1.   (Rabbinic) Halacha:
These are laws that have been fixed as a result of a manipulated interpretation of the Tanach based upon Rabbinic logic.
          
For example:
In Shabbat 119b: A rule that when one prays on Erev Shabbat and then recites, ‘and thus the heavens and the earth were finished’, one’s iniquity is taken away and one’s sin is purged. 


2.  Minhagim:
These laws are built on the axiom ‘minhag Yisrael torah hi’ = ‘a custom in Israel is Torah’.

For example:
In Pesachim 7b: The Rabbis made a custom that one must wait until three stars appear in the evening sky before concluding an observance of a Sabbath.  This effectively extended the Sabbath to 25 hours. 

In contrast, Nehemiah fixed the observance in line with the local sunset conditions:
…at the gates of Jerusalem, as it began to be dark before the Sabbath, that I commanded the gates to be shut, and charged that they must not be opened till after the Sabbath.

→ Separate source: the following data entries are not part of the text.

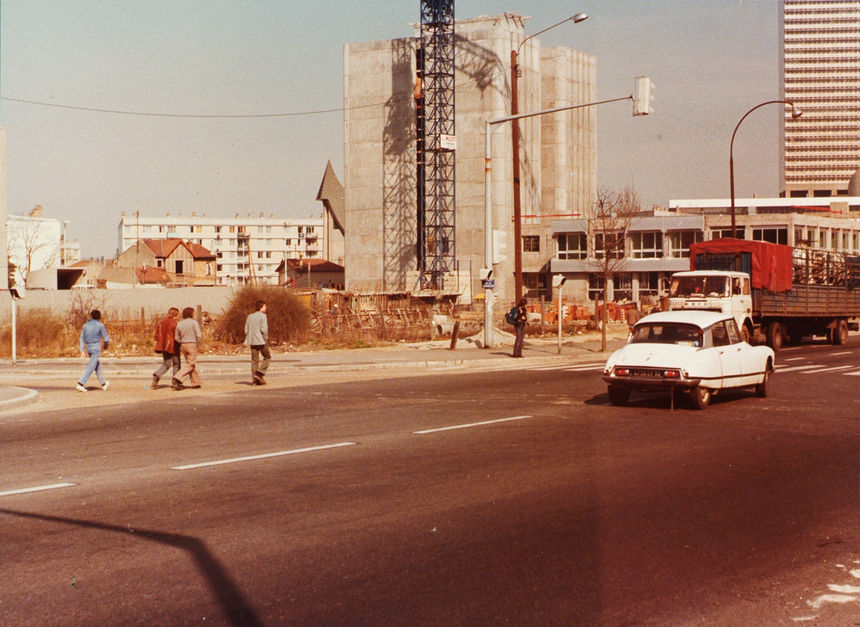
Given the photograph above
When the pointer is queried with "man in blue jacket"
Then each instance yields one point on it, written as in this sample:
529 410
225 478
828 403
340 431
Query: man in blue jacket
92 335
257 337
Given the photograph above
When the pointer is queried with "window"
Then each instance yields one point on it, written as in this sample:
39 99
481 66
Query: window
774 235
609 245
572 246
680 241
647 245
531 243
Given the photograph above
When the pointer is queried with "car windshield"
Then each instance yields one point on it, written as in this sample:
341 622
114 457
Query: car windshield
667 333
686 286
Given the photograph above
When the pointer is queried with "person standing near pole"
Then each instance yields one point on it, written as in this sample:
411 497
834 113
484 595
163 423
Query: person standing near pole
93 334
257 337
188 334
520 327
165 343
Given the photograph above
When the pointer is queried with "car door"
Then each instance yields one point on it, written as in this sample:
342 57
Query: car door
730 355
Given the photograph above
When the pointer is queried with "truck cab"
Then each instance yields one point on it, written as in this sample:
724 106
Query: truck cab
714 290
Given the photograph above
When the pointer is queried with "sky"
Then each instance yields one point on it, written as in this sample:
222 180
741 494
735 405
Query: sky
105 101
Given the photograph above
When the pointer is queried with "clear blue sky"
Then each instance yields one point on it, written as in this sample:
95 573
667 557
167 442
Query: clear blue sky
711 61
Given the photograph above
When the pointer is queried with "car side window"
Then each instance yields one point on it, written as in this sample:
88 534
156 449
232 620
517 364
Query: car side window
719 334
734 334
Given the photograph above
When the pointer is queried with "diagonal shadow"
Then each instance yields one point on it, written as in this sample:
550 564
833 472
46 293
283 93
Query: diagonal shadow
225 590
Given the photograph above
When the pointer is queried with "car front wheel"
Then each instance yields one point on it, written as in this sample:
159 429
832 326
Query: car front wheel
618 395
701 396
762 388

Nehemiah 13.19


3.  Takanot:
These laws were new decrees added to the Torah with the authority of the Oral Law, but without any Scriptural justification or authority. The ‘takanot’ are a clear violation of Deuteronomy 4.2 & 12.32:

You shall not add to the word which I command you, nor take from it…  Deuteronomy 4.2
Whatever I command you, be careful to observe it; you shall not add to it nor take away from it.  Deuteronomy 12.32

Forexample: 
In Shabbat 44a: R.Meir ruled: All lamps may be moved, except a lamp which was lit on the Sabbath; if it is extinguished, it may be moved; but a cup, dish, or glass lantern may not be stirred from its place.


4.  Ma’asim:
These laws refer to the practical observance of Torah according to Rabbinic Judasim. Each ma’asei  was derived from stories, incidents, or actions of individual Rabbis as the source for the new law (ma’asei), often introduced with the phrase, ‘Once it happened’..  These laws were NOT derived from the Tanach.

For example:
In Berachot 2a: Once it happened those of Gamaliel came home (late) from a wedding feast and they said to him, We have not yet recited the (evening) sh’ma. He said to them, ‘If the dawn has not yet come up you are still bound to recite’. And not in respect to this alone did they so decide, but whenever the Sages say until midnight, the precept may be performed until the dawn comes up.

I have quoted these examples from Avi Ben Mordechai's Commentary on Galatians, which I warmly recommend to you.

These examples would be laughable in the way that they twist and manipulate the Biblical texts…..but, tragically, they are not laughable because they have governed the behaviour of Orthodox Jews for the last 2000 years.

A recognition and understanding of these legal terms is essential in order to understand the Sermon on the Mount and the conflict in the Gospels between Jesus and ‘the Scribes and Pharisees’.

This is why Jesus began His expalnation of 'the Law and the Prophets' by saying:
unless your righteousness exceeds (= excels/is better than) the righteousness of the scribes and Pharisees, (which includes the observance of their self invented extra laws) you will by no means enter the kingdom of heaven.